Tuesday, June 26, 2007

I hate this

Last night I wrote about my initial reaction to the death of WWE wrestler Chris Benoit, his wife Nancy and their son Daniel. I used words like best and favorite, and I was not alone. After writing that column I settled in to watch a 3 hour tribute to Benoit on WWE Monday Night Raw. Wrestler after wrestler appeared and talked about how Chris was the greatest performer in the ring and the most moral and honest man outside of it. I cried, I drank, I even called my mother just to tell her I love her because some guy that usually wears a crown at ringside told me it would be a good idea. Then the show was over and I went back online and my worst fears were realized. When a whole family is found dead in a house in this day and age you expect the worst and from all reports the worst is what happened. It appears a guy who was the closest thing I had to a hero in the world of pro wrestling killed his 7 year old son, his wife and then himself in the span of 3 days. How the fuck does that make any sense what so ever? This is so confusing on so many levels. Why do I care about a guy who plays a fake sport? How can I feel this way when someone close to me is going through a real life tragedy involving brain tumors and hospitals? Was Benoit a horrible person or was he mentally ill? How can a guy who took such good care of other people not take care of himself and his family?
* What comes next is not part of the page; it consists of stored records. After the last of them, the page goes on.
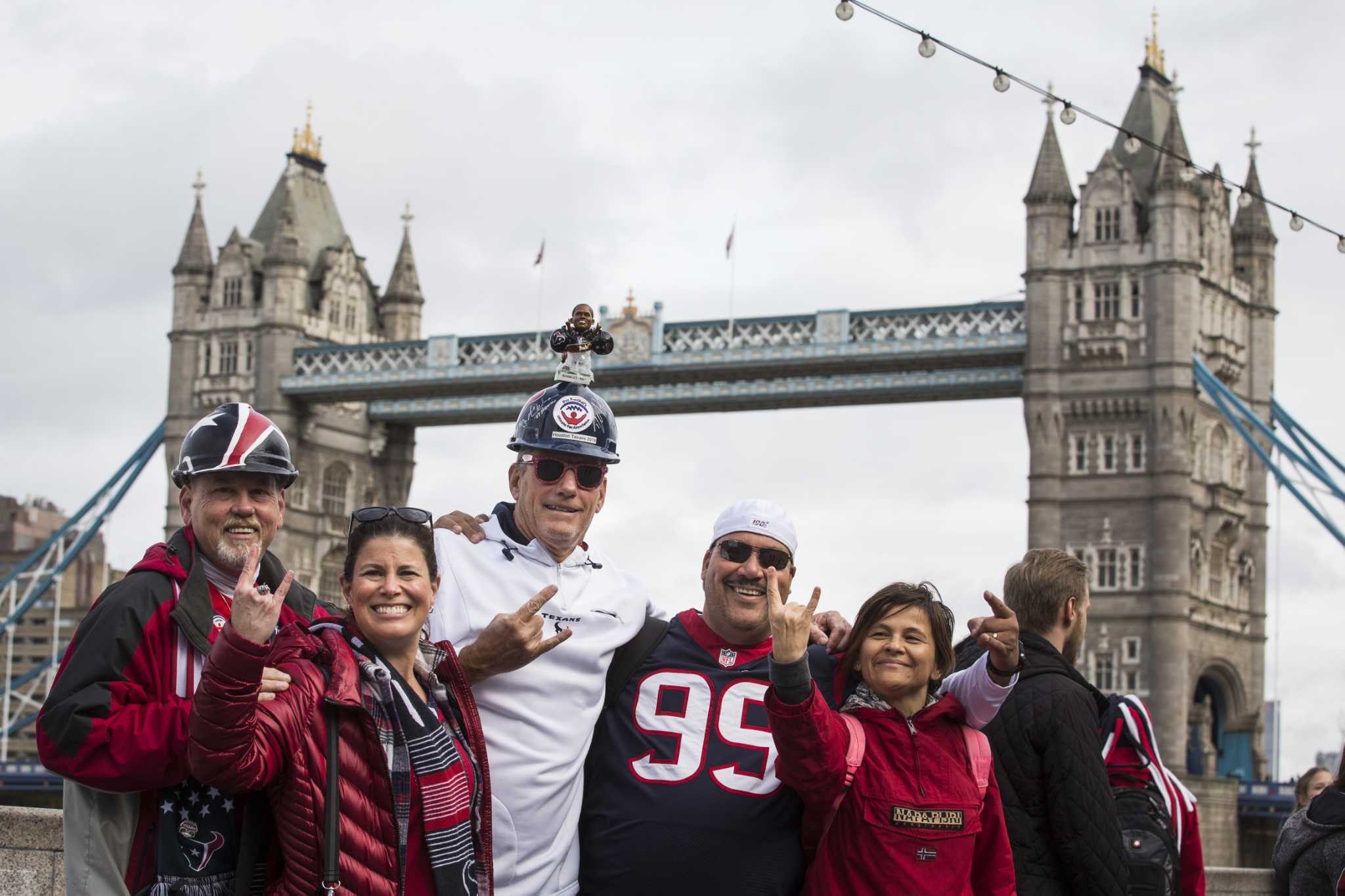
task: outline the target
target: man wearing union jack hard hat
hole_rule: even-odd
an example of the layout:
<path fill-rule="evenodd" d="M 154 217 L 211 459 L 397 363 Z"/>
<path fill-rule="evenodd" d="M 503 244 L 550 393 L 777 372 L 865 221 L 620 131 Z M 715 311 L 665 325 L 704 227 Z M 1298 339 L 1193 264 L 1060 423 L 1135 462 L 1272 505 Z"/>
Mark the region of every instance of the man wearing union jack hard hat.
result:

As I write this WWE has taken down all the tribute videos that the wrestlers gave on Raw last night and its rumored they’re going back to regular programming for their Tuesday and Friday night TV shows. I guess you don’t want to pay tribute to a murdering coward which I get but I also don’t know how the people who last night seemed to know Chris so well and in such a good light will be able to lace up the boots, don the tights, and step in the ring without collapsing in grief and confusion. I’m having a hard time typing; I can’t imagine how those guys are going to be able to safely work in the ring together. Hopefully tomorrow we can get back to nonsense like Kelly Clarkson’s new album, drunken hotel heiresses and the wholly engrossing crap hole that is the world of entertainment but right now I'm just lost in a world of suckity suck suck suck.